The insular Caribbean is a multicultural, multi-racial region where people speak Spanish, English, Dutch, French and creoles. It is made up of 13 independent island nations and 19 French, Dutch, British and U.S. overseas territories.

These differences, along with the heavy burden of under-development, are hurdles to the conservation of the natural areas in the Caribbean, which is one of the world’s greatest centres of unique biodiversity, due to the high number of endemic species.

Experts report that for every 100 square kilometres, there are 23.5 plants that can only be found in the Antilles, an archipelago bordered by the Caribbean Sea to the south and west, the Gulf of Mexico to the northwest, and the Atlantic Ocean to the north and east.

The project is focusing on an area of 234,124 square km of greatest biodiversity, home to a number of unique reptile, bird and amphibian species.

The CBC’s 2016-2020 development plan also involves continued research on climate change, and aims to expand to marine ecosystems.

The four million square km of ocean around the Antilles are “the heart of Atlantic marine diversity,” according to a report by the Critical Ecosystem Partnership Fund.

The region contains 25 coral genera, 117 sponges, 633 mollusks, more than 1,400 fishes, 76 sharks, 45 shrimp, 30 cetaceans and 23 species of seabirds.

The area also contains some 10,000 square km of reef, 22,000 square km of mangroves, and as much as 33,000 square km of seagrass beds.

A young man on the banks of lake Enriquillo on the border between the Dominican Republic and Haiti, which forms part of the Caribbean Biological Corridor created in 2007 by these two countries and Cuba with the support of the United Nations Environment Programme (UNEP) and the European Union. Photo credit: Dionny Matos/IPS.

A young man on the banks of lake Enriquillo on the border between the Dominican Republic and Haiti, which forms part of the Caribbean Biological Corridor created in 2007 by these two countries and Cuba with the support of the United Nations Environment Programme (UNEP) and the European Union. Photo credit: Dionny Matos/IPS.

“As a Dominican, I didn’t have that much experience and I hadn’t heard about the Caribbean environment,” business administration student Manuel Antonio Feliz, who has taken CBC courses, told IPS. “The trainings have opened my eyes to the natural riches of our islands.”

“We talk more about the polar bear and the loss of its habitat at the North Pole than about a little local frog or solenodon (one of the rarest mammals on earth, native to the Antilles),” Cuban researcher Nicasio Viña said in a conference for a group of journalists in the capital of the Dominican Republic, which IPS took part in. “The people of the Caribbean, we don’t know what treasures we have in our hands.”

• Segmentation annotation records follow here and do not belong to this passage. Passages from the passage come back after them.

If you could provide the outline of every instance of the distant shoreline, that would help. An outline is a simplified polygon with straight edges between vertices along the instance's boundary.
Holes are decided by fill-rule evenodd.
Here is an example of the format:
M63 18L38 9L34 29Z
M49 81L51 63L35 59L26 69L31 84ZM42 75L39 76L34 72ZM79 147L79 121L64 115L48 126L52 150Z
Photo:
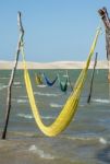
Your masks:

Viña, director of the CBC executive secretariat, explained that initiatives like the biological corridor require at least 30 years of work to solidify.

He called for “thinking about conservation systems, due to the extraordinary influence and responsibility that we human beings have with regard to biodiversity in the Caribbean, because of what we have done, and climate change.”

The corridor has a centre of plant propagation in each one of the member countries, where seedlings of native species are grown to reforest the areas that are benefiting from pilot projects.

The pilot projects are aimed at helping Dominican, Haitian and Cuban communities to find environmentally-friendly sources of income, besides restoring degraded environments.

So far they are being implemented in the Cuban settlements of Sigua in Santiago de Cuba and the Baitiquirí Ecological Reserve in Guantánamo; the communities of Pedro Santana, Paraje Los Rinconcitos and Guayabo, in the Dominican province of Elías Piña; and in the Haitian towns of Dosmond and La Gonave.